But Nella has seen plenty of contracts that quietly flip that. Most clients don’t notice, because the clause is buried in the parts that are boring and hard to read. Without an eye for these details, you can suddenly find yourself holding the bag for someone else’s mistakes.
Or take defects that weren’t accounted for. Imagine buying an essential service business like a construction office. A year later, mold starts growing behind a wall they built. Who pays? Without the proper planning, it might be you. That’s why Nella often pushes for tail insurance, so that any problems discovered later are covered by the seller’s policy. It’s not glamorous work, but it’s the kind of thing that prevents a seemingly good deal from turning into a nightmare.
Signs of a Successful Deal
If you want to know whether an M&A deal is going to work, you can’t just look at the spreadsheets. You have to look at the people that built the business.
Nella says the best predictor is whether the client is willing to listen. Clients who listen, ask questions, and are open to examining their own motives are much more likely to reach a successful outcome. When someone gets stuck on a number (“I just want X dollars” or “I need the buyer to keep all my employees”), they can derail their own chances of closing.
According to Nella, asking why is the most important tool in any profession. Why do you want that price? Why do you insist on that condition? Sometimes what clients think they want isn’t what they actually care about. A willingness to probe those assumptions often separates a smooth deal from a painful one.

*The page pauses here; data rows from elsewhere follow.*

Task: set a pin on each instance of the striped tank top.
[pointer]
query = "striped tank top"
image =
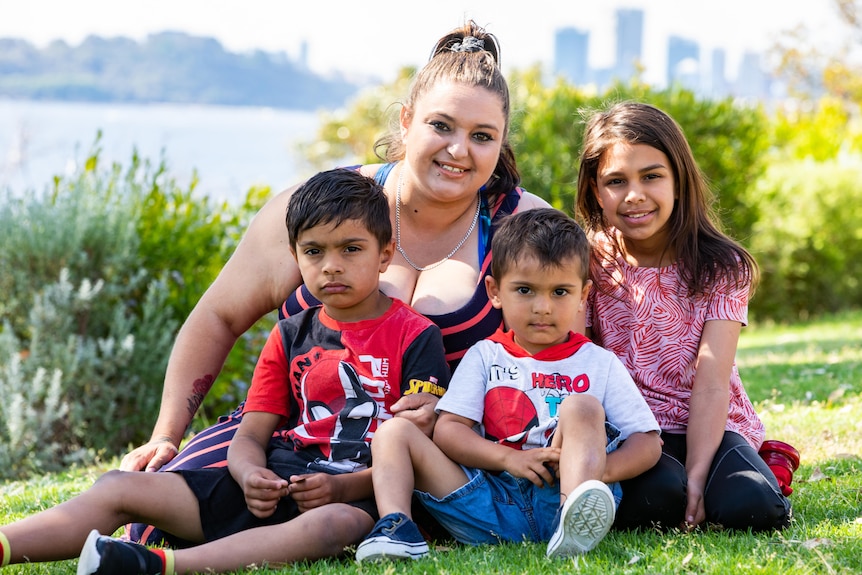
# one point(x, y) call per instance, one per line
point(477, 319)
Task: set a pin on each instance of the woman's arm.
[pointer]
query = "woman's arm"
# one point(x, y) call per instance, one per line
point(254, 281)
point(707, 417)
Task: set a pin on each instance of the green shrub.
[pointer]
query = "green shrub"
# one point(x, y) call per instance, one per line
point(808, 241)
point(97, 272)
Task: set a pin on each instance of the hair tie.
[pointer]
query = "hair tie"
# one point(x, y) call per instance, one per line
point(468, 44)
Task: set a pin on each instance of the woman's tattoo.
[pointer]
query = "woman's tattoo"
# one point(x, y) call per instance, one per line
point(200, 389)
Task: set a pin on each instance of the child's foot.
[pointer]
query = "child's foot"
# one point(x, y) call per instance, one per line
point(585, 519)
point(108, 556)
point(395, 536)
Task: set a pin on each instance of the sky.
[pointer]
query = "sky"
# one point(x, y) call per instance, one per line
point(377, 38)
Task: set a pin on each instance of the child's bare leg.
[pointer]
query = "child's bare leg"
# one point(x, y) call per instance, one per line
point(321, 532)
point(405, 458)
point(582, 439)
point(115, 499)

Having this attitude brings you one step closer to reaching a fair deal. You have to remain open to the frustrations you’ll encounter during an M&A deal.
How to Handle Uncertainty
Every M&A transaction is riddled with uncertainty. Some you can control, most you can’t. Nella takes a three-part approach.
Deal with the controllable: tighten up indemnification, add tail insurance, draft contingencies.
Gain information: look at existing contracts and search for possible liabilities.
Prepare the client for what can’t be controlled.
Within the first two calls, Nella tells clients to expect a moment (usually just before closing) when it feels like everything is about to fall apart. Maybe the landlord won’t approve the lease transfer, or there’s an unexpected bank lien, or the seller suddenly gets cold feet. Almost every deal hits a wall in the two weeks before closing.
And 95% of the time, those deals still close. The obstacle turns out to be a boulder in the road, not a brick wall. Even if you can’t smash through it, you can usually go around it. The trick is telling clients in advance that the boulder is coming. That way, when the obstacle does come around, they don’t panic.
I’m Not Happy, Bob. Not. Happy.
A lawyer’s job in M&A isn’t to make clients happy. It’s to keep them safe. That means spotting the things no one else is thinking about, keeping expectations realistic, and reminding everyone what a fair deal actually looks like.